Please Indicate
- Who you collaborated with. If no one, please indicate so:
- Approximately how much time did you spend on this problem set:
- What, if anything, gave you the most trouble:
Instructions:
- As I said in lab on Thursday, unless you are extremely comfortable with the tools of
ggplot2
and dplyr
, do not attempt to answer the questions below immediately in this R Markdown file. Rather, focus on separating the
- “What” you are going to do: the blueprint/plan
- “How” you are going to do it:
ggplot2
and dplyr
coding
- Confusing the “what” and the “how” will only make this task more difficult.
- For example, the “what” step could be tackled as follows:
- Draw on paper, a blackboard, or a whiteboard what your starting data frames look like and
- what your resulting data frames should look like
- what any visualizations should look like
- Write out in pseudocode what your R code will look like. Pseudocode is informal and rough code that doesn’t necessarily need to work, but still illustrates what you want to do. More than anything else, writing pseudocode out forces you to think your plan out loud.
- Only after you a plan for the “what” should you start the “how” i.e. coding.
- I HIGHLY encourage you to work in groups on this problem set, on both the “what” and “how” stages.
Question: nycflights13
data
You are a junior analyst in the airline industry, specifically working for Virgin America.
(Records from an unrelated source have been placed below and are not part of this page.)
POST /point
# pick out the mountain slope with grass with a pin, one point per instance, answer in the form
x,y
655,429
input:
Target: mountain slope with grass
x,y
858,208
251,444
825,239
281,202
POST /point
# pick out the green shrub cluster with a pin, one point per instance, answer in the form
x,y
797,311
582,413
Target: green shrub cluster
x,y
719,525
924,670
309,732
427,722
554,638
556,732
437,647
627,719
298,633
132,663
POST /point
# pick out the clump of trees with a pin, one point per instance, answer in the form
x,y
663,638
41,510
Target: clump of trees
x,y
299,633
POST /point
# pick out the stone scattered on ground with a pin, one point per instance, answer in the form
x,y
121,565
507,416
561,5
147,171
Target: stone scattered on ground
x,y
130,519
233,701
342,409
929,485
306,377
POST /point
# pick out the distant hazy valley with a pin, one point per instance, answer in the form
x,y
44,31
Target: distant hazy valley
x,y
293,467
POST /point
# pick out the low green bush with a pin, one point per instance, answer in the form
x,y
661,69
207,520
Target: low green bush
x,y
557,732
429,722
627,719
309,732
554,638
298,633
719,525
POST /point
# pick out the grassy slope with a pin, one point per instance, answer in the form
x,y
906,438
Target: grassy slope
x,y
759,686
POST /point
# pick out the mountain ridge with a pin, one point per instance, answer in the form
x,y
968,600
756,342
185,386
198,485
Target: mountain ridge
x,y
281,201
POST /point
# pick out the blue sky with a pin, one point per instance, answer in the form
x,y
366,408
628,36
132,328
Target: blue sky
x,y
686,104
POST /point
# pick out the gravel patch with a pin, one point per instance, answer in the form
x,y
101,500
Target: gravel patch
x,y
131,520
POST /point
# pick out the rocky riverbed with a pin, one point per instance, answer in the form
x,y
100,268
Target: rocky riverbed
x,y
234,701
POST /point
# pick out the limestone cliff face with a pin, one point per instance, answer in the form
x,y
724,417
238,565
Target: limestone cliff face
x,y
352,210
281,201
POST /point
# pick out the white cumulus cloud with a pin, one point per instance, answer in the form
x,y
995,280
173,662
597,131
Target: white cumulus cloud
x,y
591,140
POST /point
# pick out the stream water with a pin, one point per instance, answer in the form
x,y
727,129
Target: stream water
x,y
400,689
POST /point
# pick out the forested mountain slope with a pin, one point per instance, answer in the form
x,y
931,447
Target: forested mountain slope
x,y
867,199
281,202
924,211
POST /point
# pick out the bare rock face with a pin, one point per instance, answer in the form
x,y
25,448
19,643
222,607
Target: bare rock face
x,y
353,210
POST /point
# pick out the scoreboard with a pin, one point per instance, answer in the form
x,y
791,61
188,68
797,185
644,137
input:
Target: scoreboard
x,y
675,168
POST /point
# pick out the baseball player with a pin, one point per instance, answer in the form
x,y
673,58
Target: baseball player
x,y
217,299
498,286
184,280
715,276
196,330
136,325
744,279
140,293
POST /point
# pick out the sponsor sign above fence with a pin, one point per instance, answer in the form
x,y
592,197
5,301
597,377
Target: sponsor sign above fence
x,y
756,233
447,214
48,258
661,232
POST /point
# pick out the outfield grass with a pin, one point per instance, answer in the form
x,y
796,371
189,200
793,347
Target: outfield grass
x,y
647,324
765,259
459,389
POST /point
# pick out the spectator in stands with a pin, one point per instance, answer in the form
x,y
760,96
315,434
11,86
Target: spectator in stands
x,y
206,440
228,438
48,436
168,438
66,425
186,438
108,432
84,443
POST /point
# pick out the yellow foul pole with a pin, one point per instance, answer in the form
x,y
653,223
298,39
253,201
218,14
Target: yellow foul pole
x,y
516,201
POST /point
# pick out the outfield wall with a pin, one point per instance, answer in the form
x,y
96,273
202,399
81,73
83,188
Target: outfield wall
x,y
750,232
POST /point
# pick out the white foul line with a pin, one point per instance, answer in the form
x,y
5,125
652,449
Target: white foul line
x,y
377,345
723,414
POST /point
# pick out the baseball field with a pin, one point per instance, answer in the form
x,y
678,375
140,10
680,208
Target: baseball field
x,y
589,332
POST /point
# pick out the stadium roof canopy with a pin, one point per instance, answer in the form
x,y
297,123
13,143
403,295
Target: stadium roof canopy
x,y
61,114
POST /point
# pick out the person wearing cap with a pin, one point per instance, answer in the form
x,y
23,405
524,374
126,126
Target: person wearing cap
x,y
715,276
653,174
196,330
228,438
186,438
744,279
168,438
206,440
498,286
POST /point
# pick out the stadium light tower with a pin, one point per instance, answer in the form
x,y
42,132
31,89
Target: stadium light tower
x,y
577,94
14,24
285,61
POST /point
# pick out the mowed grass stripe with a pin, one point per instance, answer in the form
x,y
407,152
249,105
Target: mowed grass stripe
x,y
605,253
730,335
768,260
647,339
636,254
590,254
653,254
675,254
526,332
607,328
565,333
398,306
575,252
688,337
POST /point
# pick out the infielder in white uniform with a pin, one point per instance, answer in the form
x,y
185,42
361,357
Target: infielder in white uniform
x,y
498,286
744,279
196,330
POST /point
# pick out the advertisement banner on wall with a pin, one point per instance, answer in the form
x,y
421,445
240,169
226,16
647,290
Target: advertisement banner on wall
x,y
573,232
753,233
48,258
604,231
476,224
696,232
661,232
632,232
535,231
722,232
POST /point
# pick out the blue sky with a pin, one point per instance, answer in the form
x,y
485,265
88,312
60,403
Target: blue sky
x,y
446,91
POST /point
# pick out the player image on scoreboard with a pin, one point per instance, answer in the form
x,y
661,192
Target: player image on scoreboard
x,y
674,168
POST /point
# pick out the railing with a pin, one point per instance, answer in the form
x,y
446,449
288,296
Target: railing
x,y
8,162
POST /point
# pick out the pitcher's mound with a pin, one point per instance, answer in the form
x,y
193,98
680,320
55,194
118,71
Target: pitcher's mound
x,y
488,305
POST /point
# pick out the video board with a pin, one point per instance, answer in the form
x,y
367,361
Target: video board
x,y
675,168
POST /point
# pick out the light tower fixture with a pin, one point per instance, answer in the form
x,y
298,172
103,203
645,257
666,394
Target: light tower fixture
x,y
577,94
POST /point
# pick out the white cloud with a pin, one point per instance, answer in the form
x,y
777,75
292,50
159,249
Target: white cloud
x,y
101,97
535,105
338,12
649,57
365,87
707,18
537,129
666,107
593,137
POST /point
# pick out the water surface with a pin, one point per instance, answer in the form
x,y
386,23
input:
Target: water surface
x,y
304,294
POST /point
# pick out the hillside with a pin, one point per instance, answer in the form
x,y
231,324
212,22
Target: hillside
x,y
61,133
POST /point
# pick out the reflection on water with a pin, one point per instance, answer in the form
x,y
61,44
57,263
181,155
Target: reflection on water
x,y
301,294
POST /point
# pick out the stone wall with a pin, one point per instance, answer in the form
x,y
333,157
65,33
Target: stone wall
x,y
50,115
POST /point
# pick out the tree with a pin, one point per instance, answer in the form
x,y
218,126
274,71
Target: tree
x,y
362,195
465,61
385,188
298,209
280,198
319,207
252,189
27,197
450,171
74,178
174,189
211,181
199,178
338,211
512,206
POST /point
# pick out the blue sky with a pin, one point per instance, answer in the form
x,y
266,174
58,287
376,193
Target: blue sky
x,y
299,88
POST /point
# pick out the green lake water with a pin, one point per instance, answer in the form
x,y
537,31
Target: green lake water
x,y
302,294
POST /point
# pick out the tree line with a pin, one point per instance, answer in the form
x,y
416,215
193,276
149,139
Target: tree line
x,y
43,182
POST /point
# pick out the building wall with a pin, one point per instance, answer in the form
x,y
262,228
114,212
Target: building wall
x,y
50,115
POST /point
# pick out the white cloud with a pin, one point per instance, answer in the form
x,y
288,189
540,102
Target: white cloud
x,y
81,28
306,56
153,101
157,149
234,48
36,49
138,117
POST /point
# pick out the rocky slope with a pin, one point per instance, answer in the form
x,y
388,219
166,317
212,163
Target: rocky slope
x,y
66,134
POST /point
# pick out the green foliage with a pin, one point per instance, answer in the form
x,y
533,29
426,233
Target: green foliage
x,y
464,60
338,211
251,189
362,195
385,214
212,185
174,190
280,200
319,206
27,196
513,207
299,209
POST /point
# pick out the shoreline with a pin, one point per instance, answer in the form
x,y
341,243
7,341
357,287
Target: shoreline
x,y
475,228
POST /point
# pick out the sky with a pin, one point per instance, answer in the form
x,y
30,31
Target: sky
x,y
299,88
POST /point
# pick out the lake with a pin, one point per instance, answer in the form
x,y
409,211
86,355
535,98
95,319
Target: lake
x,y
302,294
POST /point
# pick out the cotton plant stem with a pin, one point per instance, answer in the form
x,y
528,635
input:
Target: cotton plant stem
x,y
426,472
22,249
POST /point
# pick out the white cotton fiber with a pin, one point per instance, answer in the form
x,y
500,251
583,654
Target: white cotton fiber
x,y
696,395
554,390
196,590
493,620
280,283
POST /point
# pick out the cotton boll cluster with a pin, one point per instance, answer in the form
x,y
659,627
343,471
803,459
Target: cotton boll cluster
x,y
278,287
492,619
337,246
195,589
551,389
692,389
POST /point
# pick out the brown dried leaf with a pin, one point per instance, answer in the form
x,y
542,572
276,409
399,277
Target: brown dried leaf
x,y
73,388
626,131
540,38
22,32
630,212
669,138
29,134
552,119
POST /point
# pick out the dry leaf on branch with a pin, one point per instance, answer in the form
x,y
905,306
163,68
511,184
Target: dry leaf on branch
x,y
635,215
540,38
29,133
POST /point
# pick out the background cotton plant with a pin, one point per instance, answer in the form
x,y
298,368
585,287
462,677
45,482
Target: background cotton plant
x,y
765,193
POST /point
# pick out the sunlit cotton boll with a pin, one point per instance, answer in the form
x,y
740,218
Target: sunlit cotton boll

You are tasked with calculating Virgin America’s available seat miles for all flights leaving each of the three New York Metropolitan area airports separately in 2013, and comparing these figures with those of ExpressJet Airlines Inc, a close rival to your company. Available seat miles are the fundamental units of production for a passenger-carrying airline and it is a measure of capacity. You are asked for two deliverables:
- Present these results in
- A well-formatted and easy to read table
- A cleanly formatted visualization
- Give a two sentence executive summary on the comparison in available seat miles between Virgin America and ExpressJet Airlines Inc for the three NYC airports.
Management offers the following helpful tips:
- Keep
View()
ing your data
- Figure 5.8 in Chapter 5.3 gives a sense of what information you have to work with.
- The help files contain the documentation. For example
?flights
- Say you have your results in a data frame called
results
. Including kable(results)
in your code will print the table in your HTML page in a nice and clean manner.
- You can
group_by
more than one variable. Example say you had another data set that you want to group by state
and city
, you would use group_by(state, city)
.